Son présent projet de recherche, « Lucien Wahl ou l’avenir de la critique cinématographique en France » (CRSH 2020-2022) consiste en une étude de la production textuelle du critique français, entre 1926 et 1934 et vise à révéler comment, tant sur le plan des formes que des contenus, un discours critique exprimer des préoccupations quant à l’avenir du cinéma et à ses perfectionnements techniques. Dans cette perspective, elle collabore au partenariat TECHNÈS en développant un parcours sur l’imaginaire des techniques cinématographiques entre 1925-1932.

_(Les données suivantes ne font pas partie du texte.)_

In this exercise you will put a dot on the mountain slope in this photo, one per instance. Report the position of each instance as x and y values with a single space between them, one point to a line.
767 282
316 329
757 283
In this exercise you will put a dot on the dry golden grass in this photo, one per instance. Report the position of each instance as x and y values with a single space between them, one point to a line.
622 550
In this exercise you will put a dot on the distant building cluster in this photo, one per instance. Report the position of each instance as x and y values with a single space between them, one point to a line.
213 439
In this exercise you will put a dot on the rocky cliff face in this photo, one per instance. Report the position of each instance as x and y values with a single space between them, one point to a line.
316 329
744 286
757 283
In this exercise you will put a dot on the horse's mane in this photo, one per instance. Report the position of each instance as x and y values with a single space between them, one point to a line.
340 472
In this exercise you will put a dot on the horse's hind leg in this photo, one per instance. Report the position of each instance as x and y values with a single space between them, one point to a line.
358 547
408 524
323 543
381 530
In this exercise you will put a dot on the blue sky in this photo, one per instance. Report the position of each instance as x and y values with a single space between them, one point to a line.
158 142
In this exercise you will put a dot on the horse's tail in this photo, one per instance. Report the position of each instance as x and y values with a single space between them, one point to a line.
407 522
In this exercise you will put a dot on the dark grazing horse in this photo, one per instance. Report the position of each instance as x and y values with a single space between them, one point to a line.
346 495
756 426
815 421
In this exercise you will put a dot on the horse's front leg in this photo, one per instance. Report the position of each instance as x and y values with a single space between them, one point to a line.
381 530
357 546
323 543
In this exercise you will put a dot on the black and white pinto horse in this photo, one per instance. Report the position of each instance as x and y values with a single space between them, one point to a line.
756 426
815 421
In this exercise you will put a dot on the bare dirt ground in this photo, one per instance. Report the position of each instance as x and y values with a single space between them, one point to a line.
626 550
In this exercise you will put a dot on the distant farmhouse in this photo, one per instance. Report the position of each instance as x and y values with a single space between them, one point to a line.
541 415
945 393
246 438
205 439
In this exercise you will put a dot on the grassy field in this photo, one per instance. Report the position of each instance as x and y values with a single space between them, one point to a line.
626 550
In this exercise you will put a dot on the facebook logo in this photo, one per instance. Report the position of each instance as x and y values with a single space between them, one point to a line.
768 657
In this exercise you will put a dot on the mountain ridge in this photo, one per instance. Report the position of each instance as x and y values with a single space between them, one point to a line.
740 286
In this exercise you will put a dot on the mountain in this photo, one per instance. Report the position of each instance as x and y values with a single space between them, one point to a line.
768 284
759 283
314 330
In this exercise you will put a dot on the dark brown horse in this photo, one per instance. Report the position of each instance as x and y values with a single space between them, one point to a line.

Les midis de l’intermédialité est un rendez-vous proposé par le CRIalt et destiné aux jeunes chercheuses et chercheurs (de la maîtrise au postdoctorat) désireux de faire connaître leurs travaux en lien avec l’intermédialité auprès de leurs pairs. Chaque séance se compose d’une présentation d’une vingtaine de minutes, suivie d’une discussion encadrée par une modératrice ou un modérateur invité. Il est mis en place sous la responsabilité de Rémy Besson et coordonné par Jenny Brasebin.